Menino arquetípico para tudo de ruim e que não presta, fui além
do simples desmontar brinquedos e desparafusar peças. Futucava armários,
revirava sótãos e olhava as carçolas por baixo das saias das professoras. Foi
assim que descobri algo que muito me inquietou. Quebrei um pequeno boneco de
ouro que enfeitava uma corrente de alguém, não me recordo quem, e, dentro do
boneco de ouro havia um outro, menor, óbvio, feito de retinto carvão. Somente
anos depois é que, fortuitamente, li algo na Enciclopédia Barsa - que devorei
inteira entre os anos de 1974 a 1977 - e que me solucionou o enigma já então
esquecido do boneco de carvão dentro do boneco de ouro. Tratava-se de uma
técnica muito difundida entre os ourives do mundo inteiro para confeccionar
suas peças. Esculpiam o objeto desejado em carvão poroso e macio; em seguida,
cobriam o molde com cera de abelha e nessa cera esculpiam os detalhes finais:
as feições do rosto, os cabelos, as dobras da roupas e os sapatos. Finalmente,
após a cera estar endurecida, revestiam toda a peça com argila, deixando apenas
um pequeno orifício no alto. Enquanto secava a argila, o ourives derretia o
ouro que iria usar.

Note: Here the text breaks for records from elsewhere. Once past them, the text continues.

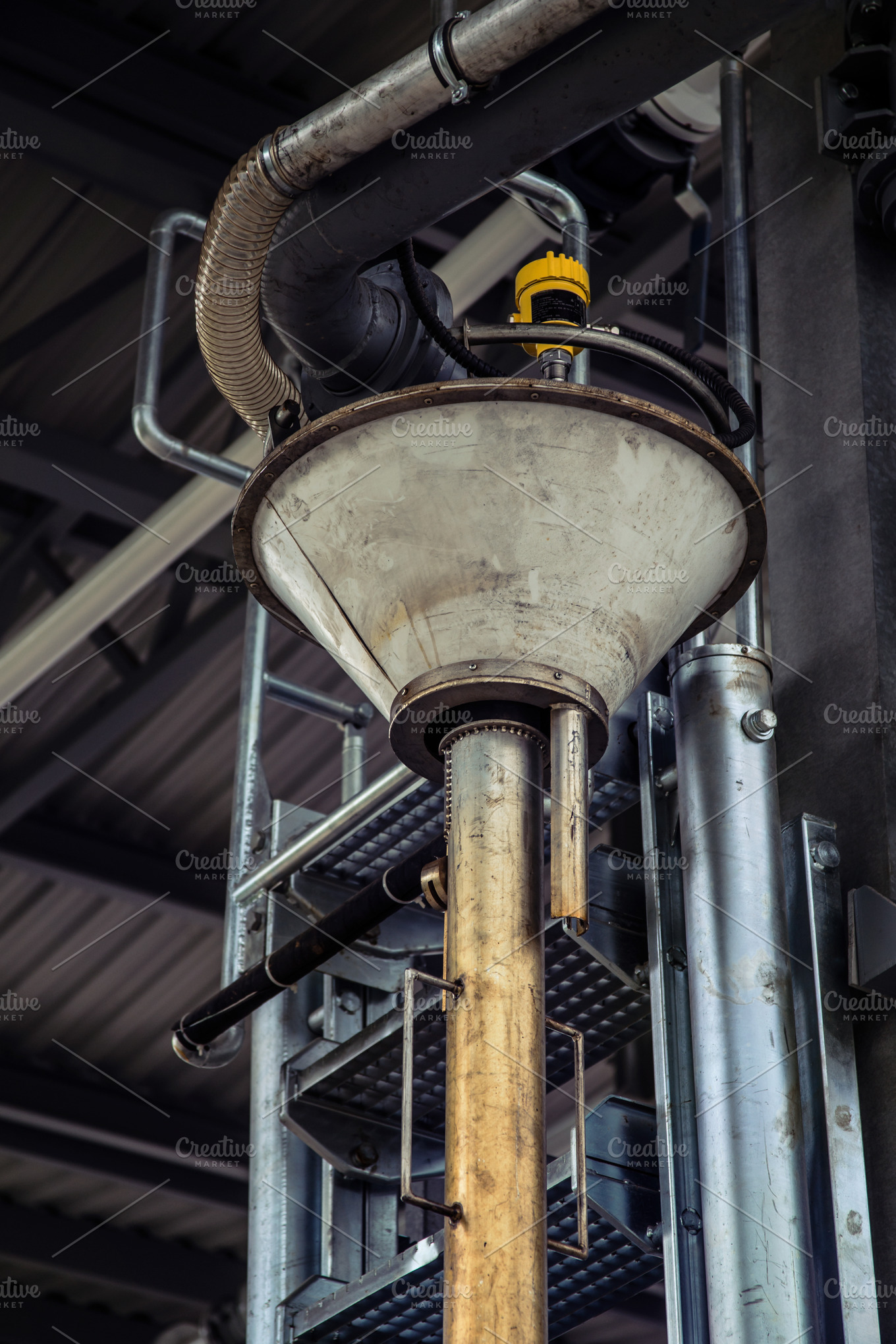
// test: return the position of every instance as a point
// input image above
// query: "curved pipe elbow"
(169, 449)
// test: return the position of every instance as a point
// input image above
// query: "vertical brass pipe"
(570, 816)
(496, 1256)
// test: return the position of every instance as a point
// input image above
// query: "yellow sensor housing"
(553, 289)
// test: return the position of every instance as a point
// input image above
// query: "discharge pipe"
(379, 899)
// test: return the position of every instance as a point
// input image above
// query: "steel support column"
(826, 291)
(755, 1210)
(496, 1254)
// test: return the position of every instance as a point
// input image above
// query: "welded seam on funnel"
(337, 605)
(557, 636)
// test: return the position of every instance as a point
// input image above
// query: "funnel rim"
(430, 395)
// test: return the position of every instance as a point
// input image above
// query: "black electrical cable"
(437, 329)
(729, 395)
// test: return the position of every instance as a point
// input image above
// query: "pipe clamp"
(443, 59)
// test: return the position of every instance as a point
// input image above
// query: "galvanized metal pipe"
(570, 815)
(318, 702)
(496, 1254)
(318, 839)
(354, 765)
(249, 780)
(755, 1210)
(739, 323)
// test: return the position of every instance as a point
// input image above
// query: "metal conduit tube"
(755, 1206)
(318, 702)
(265, 181)
(573, 219)
(739, 292)
(121, 574)
(144, 414)
(315, 842)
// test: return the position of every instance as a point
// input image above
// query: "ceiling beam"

Com o ouro liquefeito e quente, ia-se derramando bem
devagar o ouro pelo orifício da peça revestida em argila seca. O ouro derretia
a cera que, lentamente ia sendo absorvida pelo carvão poroso enquanto
fortalecia a argila, pois esta, quanto mais quente, mais sólida fica. Após
algum tempo, toda a cera era absorvida e, no seu lugar, ficava a camada de ouro
que, esfriando lentamente, ia tomando a forma exata da cera esculpida enquanto
esta encharcava o carvão. Então, era só esperar o ouro solidificar e, com um
peteleco (Os franceses usam a palavra "chiquenaude" {Petit coup donné
en pliant le doigt contre le pouce et en le détendant}) faziam a argila
estourar, revelando dentro o perfeito e dourado objeto esculpido. Fiquei tão
impressionado que dormi pensando nisso. Acabei sonhando - ou inventei pois
tenho apenas as notas no meu estiolado diário, nada mais - um sonho onde um
velho alquimista me explicava em rude alemão da Baviera:
_ Esse boneco que voce quebrou para ver o que havia dentro, é
símbolo cabalístico do Homem. Nascemos com uma alma escura e porosa, da qual
nada sabemos. Em torno dela, temos o nosso corpo feito uma cera onde sentimos a
vida e onde ficam registrado todas as marcas, cicatrizes e memórias do que
vivemos; por fim, construímos para nos proteger uma dura couraça de argila, o
nosso ego ou nossa imagem social. O ouro que vertemos demoradamente dentro de
nossa cabeça é o conhecimento e o entendimento das coisas que vamos adquirindo
lentamente. Ele derrete as marcas, as mágoas e cicatrizes com o calor do
entendimento. A alma então vai absorvendo e retendo o que aprendemos,
tornando-se preenchida e encarnada, finalmente, após tanto endurecermos o
casulo para nos proteger do mundo enquanto o processo de transmutação está
acontecendo, um dia esse casulo de barro se esboroa e desaba: EIS ENTÃO O NOVO
HOMEM RENASCIDO, TRANSMUTADO, DE OURO E ALMA ENCARNADA CONSTITUÍDO! Acordei com
a luz dourada do sol de verão nas cortinas do meu quarto. Me lembrei de que
Pitágoras, para provar que era descendente da antiga raça de ouro citada por
Hesíodo, mostrava a todos uma faixa da sua coxa feita de ouro. Olhei-me de cabo
a rabo. A poeira do quarto, tingida de amarelo pela luz do sol, bailava no ar e
parecia se desprender dos pelos do meu braço. Por um segundo pensei que o
processo alquímico de transmutação houvera começado!